Using Scala to program Amazon Glue ETL scripts - Amazon Glue
Services or capabilities described in Amazon Web Services documentation might vary by Region. To see the differences applicable to the China Regions, see Getting Started with Amazon Web Services in China (PDF).

Using Scala to program Amazon Glue ETL scripts

You can automatically generate a Scala extract, transform, and load (ETL) program using the Amazon Glue console, and modify it as needed before assigning it to a job. Or, you can write your own program from scratch. For more information, see Configuring job properties for Spark jobs in Amazon Glue. Amazon Glue then compiles your Scala program on the server before running the associated job.

To ensure that your program compiles without errors and runs as expected, it's important that you load it on a development endpoint in a REPL (Read-Eval-Print Loop) or a Jupyter Notebook and test it there before running it in a job. Because the compile process occurs on the server, you will not have good visibility into any problems that happen there.

Testing a Scala ETL program in a Jupyter notebook on a development endpoint

To test a Scala program on an Amazon Glue development endpoint, set up the development endpoint as described in Adding a development endpoint.

Next, connect it to a Jupyter Notebook that is either running locally on your machine or remotely on an Amazon EC2 notebook server.

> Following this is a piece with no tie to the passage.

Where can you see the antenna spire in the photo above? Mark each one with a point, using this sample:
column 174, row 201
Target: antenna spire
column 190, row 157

To install a local version of a Jupyter Notebook, follow the instructions in Tutorial: Jupyter notebook in JupyterLab.

The only difference between running Scala code and running PySpark code on your Notebook is that you should start each paragraph on the Notebook with the the following:

%spark

This prevents the Notebook server from defaulting to the PySpark flavor of the Spark interpreter.

Testing a Scala ETL program in a Scala REPL

You can test a Scala program on a development endpoint using the Amazon GlueScala REPL. Follow the instructions in Tutorial: Use a SageMaker notebook, except at the end of the SSH-to-REPL command, replace -t gluepyspark with -t glue-spark-shell. This invokes the Amazon Glue Scala REPL.

To close the REPL when you are finished, type sys.exit.